We do not have many donors and depositors at the Borthwick who regularly put digital archives into our care but this picture will no doubt change over time. For those who do deposit digital archives, it is important that we encourage them to put good data management into practice and the earlier we speak to them about this the better.
|'Bitrot' From the Digital Preservation Business |
Case Toolkit http://wiki.dpconline.org/
Last week I was fortunate enough to be invited to speak to a group of people from one of our depositor organisations who are likely to start giving us digital data to archive in the future. They were from a large organisation with no central IT infrastructure and many people working from home on their own computers. Good data management is particularly important in this sort of scenario. This was a great opportunity for me to test out what could become the basis of a standard presentation on digital data management techniques that could be delivered to our donors and depositors.

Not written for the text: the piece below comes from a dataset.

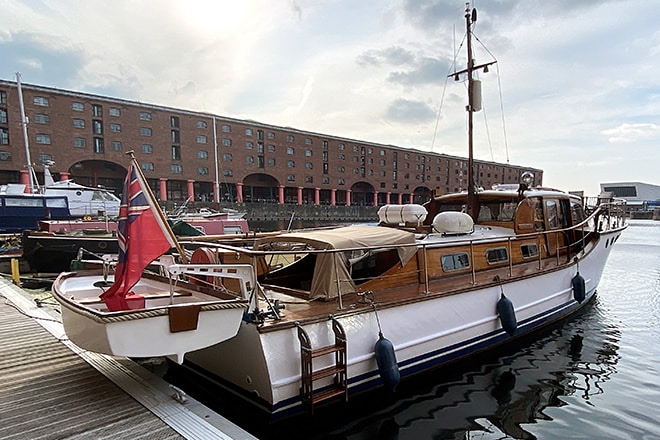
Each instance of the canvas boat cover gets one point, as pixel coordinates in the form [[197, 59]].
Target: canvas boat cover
[[332, 269]]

I started off talking about what digital preservation is and why we really need to do it. It is always handy to throw in a few cautionary tales at this point as to what happens when we don't look after our data. I think these sorts of stories resonate with people more than just hearing the dry facts about obsolescence and corruption. I made a good plug for the 'Sorry for your data loss' cards put together by the Library of Congress earlier this year as this is something that any of us who have experienced data loss can relate to.
I then moved on to my own recent tale of digital rescue, using the 5 1/4 inch floppy disks from the Marks and Gran archive as my example (discussed in a previous blog post). This was partly because this is my current pet project, but also because it is a good way to cement and describe the real issues of hardware and software obsolescence and how we can work around these.
In the last section of the presentation I gave out my top tips on data management. I wanted the audience to go home with a positive sense of what they can start to do immediately in order to help protect their data from corruption, loss or misinterpretation.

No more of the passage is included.